Never bring these subjects up during a job interview

Draper Bowen

Many writers and experts have discussed what to do during a job interview to increase one’s chances of getting a job offer. The articles discuss the proper attire to wear as well as the best documentation to bring with you. Few people, however, discuss what not to do or say. Some things are better left unsaid, and some topics are completely off-limits when speaking with a potential employer. Some of the most common topics that should never be discussed during a job interview are as follows:

Why Did the Applicant Hate Her Previous Job?

One of the most common mistakes interviewees make is casting negative judgment on their former employers. Some applicants may believe they are gaining the favor of the prospective employer by downplaying the previous employer, but this is usually not the case. Prospective employers are frequently turned off by a candidate’s open disregard for the privacy of a former employer and are concerned that the applicant will do the same to that company one day.

Topics Concerning Religion

Religious and political discussions have always been kept as separate from the workplace as possible. And the need for separation grows stronger with each passing year. Talking about politics and religion on the job is considered politically incorrect. As a result, an applicant may want to avoid such conversation during their interview. When it comes to letting the employer know that they observe religious holidays, some applicants may believe that honesty is the best policy. Some employers will respect it and hire those individuals regardless. The information will raise a red flag with other employers.

Information on Disability

A person’s disability should not be brought up in a job interview unless the prospective employer specifically asks about it, which is unlikely. Disability information is not a good topic to introduce because it could lead to discrimination. Because of the fear of medical leaves and accommodations, the disabled employee allows the employer to hire someone else.

Plans That Do Not Have a Long-Term Goal

Prospective employers want to hire people who will stick with them for the long term. Anything that contradicts that expectation is a bad idea.
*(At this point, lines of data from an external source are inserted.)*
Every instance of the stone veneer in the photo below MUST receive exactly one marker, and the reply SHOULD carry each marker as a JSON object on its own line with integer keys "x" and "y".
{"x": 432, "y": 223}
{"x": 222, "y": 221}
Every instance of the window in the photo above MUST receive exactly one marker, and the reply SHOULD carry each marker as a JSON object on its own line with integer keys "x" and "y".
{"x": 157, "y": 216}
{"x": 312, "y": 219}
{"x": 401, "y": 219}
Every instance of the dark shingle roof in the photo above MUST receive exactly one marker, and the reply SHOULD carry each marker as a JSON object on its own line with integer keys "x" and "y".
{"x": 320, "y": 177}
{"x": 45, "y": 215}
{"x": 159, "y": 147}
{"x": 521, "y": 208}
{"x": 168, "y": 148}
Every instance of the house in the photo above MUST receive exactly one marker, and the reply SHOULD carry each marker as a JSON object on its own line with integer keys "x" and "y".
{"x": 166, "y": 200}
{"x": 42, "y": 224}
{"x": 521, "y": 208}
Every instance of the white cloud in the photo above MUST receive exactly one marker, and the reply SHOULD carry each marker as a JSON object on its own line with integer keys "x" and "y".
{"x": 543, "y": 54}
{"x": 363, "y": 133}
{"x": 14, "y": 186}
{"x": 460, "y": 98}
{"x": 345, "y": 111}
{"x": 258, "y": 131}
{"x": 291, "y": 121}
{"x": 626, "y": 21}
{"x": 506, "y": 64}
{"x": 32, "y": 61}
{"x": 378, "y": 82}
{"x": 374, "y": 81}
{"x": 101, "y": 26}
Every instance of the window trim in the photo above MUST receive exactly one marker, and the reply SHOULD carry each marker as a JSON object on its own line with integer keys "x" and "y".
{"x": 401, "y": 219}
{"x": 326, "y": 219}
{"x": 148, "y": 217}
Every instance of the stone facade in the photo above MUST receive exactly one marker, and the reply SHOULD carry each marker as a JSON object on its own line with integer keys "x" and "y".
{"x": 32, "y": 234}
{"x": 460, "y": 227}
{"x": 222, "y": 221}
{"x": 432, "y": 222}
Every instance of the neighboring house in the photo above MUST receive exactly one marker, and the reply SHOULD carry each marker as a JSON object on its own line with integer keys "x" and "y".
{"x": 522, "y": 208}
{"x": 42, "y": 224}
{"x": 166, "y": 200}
An applicant should not mention plans to relocate or seek a higher-paying position elsewhere. While this may seem obvious, many applicants are guilty of providing far too much information during interviews.

Information about You

Finally, providing personal information to a potential employer is the equivalent of “way too much information” part two. A prospective employer does not want to hear about a candidate’s marital problems, extracurricular activities, family issues, or anything else.

What to Talk About in an Interview

A prospective employer wants to hear about your job skills, positive personality traits, accomplishments, and talents. Prospective employers want to know how the applicant’s diverse skills can help them save money on new hire training. They also want to know how hiring the applicant will help the company succeed. Anything less is self-defeating and does not paint the applicant in the best light.